Was ist denn da rechts vom Gartenhaus, ist doch ne Tür, oder? Gehts da ins Feld? 
Dann würde ich die Pumpe in diese Richtung brüllen lassen.


----------



## CityCobra (13. Juni 2013)

Angie66 schrieb:


> Wow, gefällt mir richtig gut.


Vielen Dank für das Kompliment, freut mich das Dir unser Garten gefällt!


Angie66 schrieb:


> Was ist denn da rechts vom Gartenhaus, ist doch ne Tür, oder? Gehts da ins Feld?
> Dann würde ich die Pumpe in diese Richtung brüllen lassen.
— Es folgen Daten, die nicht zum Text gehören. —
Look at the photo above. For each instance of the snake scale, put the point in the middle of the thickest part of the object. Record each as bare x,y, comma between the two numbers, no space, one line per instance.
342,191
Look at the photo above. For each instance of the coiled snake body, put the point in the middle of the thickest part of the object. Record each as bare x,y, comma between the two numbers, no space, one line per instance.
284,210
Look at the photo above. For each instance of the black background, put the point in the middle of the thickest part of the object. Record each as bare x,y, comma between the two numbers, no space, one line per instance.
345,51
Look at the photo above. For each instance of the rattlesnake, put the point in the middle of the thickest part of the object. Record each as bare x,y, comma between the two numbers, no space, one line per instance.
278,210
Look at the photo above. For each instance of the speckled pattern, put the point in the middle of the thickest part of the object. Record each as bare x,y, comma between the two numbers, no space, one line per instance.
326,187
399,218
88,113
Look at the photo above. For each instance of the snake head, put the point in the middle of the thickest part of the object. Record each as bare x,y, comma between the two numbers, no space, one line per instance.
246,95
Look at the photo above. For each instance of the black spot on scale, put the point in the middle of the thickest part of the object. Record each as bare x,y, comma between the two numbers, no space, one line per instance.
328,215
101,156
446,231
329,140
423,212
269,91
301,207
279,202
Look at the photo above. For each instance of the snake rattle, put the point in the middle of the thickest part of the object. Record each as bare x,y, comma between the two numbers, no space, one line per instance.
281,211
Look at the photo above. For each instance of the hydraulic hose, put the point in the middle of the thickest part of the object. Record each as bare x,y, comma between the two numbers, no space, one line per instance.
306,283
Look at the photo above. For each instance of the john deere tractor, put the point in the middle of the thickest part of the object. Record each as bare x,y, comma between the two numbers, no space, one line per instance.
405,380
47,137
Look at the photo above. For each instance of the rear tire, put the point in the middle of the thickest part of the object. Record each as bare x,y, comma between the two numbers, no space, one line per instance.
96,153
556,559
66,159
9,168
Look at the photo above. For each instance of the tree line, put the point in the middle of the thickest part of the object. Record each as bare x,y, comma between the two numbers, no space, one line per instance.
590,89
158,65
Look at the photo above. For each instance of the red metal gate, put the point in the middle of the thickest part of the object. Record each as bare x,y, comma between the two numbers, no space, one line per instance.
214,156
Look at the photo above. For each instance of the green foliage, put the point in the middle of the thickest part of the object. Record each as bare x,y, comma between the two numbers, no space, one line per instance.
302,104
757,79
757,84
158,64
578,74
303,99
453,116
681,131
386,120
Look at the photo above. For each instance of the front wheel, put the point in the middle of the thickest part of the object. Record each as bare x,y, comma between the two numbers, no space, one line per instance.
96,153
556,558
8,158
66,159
Ja, dort ist ein Grünstreifen hinter unserem Grundstück.
Seit heute Mittag steht die Pumpe nun genau hinter der Hauswand links vom Tor.
Der meiste Schall sollte nun ja Richtung Feld gehen, ich bin aber kein Profi-Akustiker.
Ich werde meine Nachbarn in Kürze auf die neue veränderte akustische Situation ansprechen ob es nun erträglich für sie ist.
Falls dies nicht der Fall sein sollte habe ich zwei Optionen -
Entweder ignorieren weil ich das Recht auf meiner Seite sehe, oder eine Kiste etc. auf meine Kosten bauen/kaufen.


----------



## Nori (13. Juni 2013)

*AW: Gartenpumpe leiser machen? Nachbarn fühlen sich vom Lärm gestört*

...oder du stellst das Teil in die Gabionenwand - eine kleine Kammer mit Dämmmaterial ausgehöhlt und dann wieder mit dem Kies kaschiert - macht halt viel Arbeit.

Gruß Nori


----------



## Angie66 (13. Juni 2013)

*AW: Gartenpumpe leiser machen? Nachbarn fühlen sich vom Lärm gestört*

Ich denke mir, wenn es jetzt immer noch stört, machst du eben was mit ihm aus. Die Pumpe läuft ja nicht so oft. 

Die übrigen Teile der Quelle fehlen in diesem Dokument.